Garmo also admitted to proposing a kickback scheme regarding another unlicensed dispensary. In the summer of 2018, the county had condemned the property in which the dispensary had operated — a tactic to rid unincorporated areas of illegal pop-ups.
Garmo recommended the property owner hire Waiel Anton and an unnamed county employee as consultants to get the condemned property reopened, according to the plea agreement. Anton would pretend to rent the property, and the county employee would take steps to facilitate its reopening. Garmo would be paid 10% of the consulting fee.
But the plan fell through, prompting Garmo to tell the county employee to “piss on” the landlord, according to the plea agreement.

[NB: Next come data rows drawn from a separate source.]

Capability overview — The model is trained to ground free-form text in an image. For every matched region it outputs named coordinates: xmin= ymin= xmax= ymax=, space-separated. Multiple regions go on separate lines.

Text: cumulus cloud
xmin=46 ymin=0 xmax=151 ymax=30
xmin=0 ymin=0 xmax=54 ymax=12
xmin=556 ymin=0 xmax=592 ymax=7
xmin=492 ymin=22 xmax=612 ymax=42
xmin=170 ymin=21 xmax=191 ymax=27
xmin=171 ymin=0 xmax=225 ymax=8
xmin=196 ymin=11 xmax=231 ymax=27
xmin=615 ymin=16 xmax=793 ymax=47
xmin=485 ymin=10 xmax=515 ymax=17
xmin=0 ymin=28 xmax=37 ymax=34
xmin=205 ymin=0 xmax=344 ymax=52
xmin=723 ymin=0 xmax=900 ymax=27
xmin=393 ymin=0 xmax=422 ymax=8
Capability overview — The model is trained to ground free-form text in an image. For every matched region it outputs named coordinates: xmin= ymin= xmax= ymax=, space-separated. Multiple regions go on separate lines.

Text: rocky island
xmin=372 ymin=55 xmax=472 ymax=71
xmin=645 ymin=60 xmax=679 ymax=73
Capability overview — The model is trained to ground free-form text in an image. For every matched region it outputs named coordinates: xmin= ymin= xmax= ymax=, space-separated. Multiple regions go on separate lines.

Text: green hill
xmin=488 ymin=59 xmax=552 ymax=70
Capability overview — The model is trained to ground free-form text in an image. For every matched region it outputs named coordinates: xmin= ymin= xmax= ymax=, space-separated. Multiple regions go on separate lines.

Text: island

Anton has been charged with using his influence to help Garmo’s clients in the gun scheme apply for permits to carry a concealed weapon.
Anton continues to head to trial, along with another codefendant, Giovanni Tilotta, a licensed gun dealer and owner of Honey Badger Firearms in San Diego, who is accused of coordinating some sales. Both have pleaded not guilty.
One such sale closed in Garmo’s office at the Rancho San Diego sheriff’s station, according to the plea deal. Tilotta sold two handguns and an AR-15-style rifle to an unnamed defense attorney, with Garmo coordinating backdated paperwork from the dealer to avoid the required 10-day waiting period, according to the plea agreement.
Garmo has agreed to forfeit 58 guns as part of his plea.